Al termine della santa messa delle ore 10, dalla chiesa di fronte al Palamazzola si è mosso un piccolo corteo con il parroco don Paolo Oliva e i ministranti. All’arrivo, con gli opportuni distanziamenti interpersonali, ci si è posti attorno alla statua del santo, che fu donata da un devoto, il signor Dino Pavone, ex ferroviere, all’indomani della canonizzazione, e inaugurata alla presenza delle maggiori autorità e soprattutto dell’indimenticato padre Ludovico Isceri, che fu postulatore della causa di canonizzazione. Così come accade da allora, dopo aver deposto un piccolo omaggio floreale, don Paolo Oliva e i fedeli hanno recitato l’invocazione a Sant’Egidio, con la particolare intenzione per gli ammalati e perchè abbia finalmente a cessare la pandemia.
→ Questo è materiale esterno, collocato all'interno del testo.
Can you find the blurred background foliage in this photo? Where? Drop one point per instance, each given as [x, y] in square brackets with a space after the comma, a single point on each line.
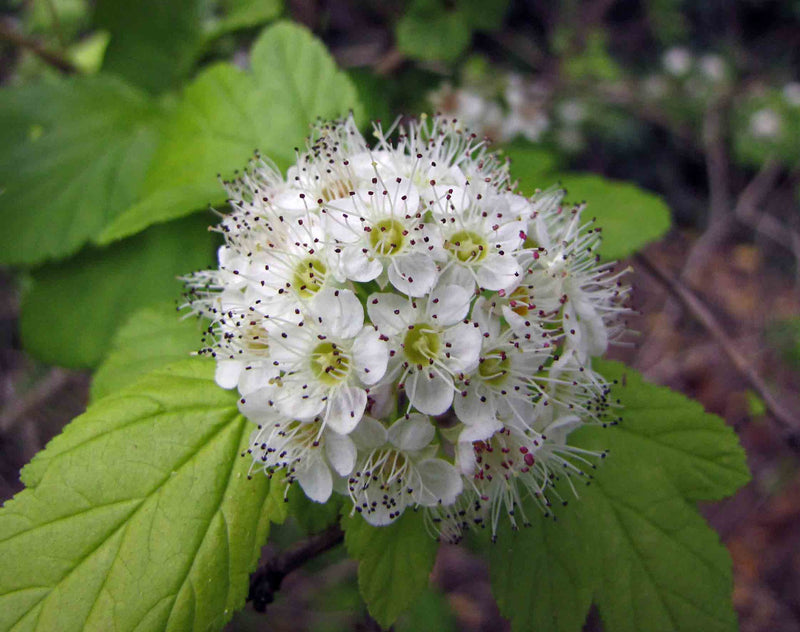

La benedizione da parte del parroco ha posto termine al breve momento di preghiera, con un arrivederci al prossimo anno.

In serata, infine, si è tenuta nella chiesa di San Pasquale la solenne celebrazione del cardinale Salvatore De Giorgi con l’arcivescovo mons. Filippo Santoro, per l’inaugurazione dell’anno egidiano, di cui tratteremo in seguito.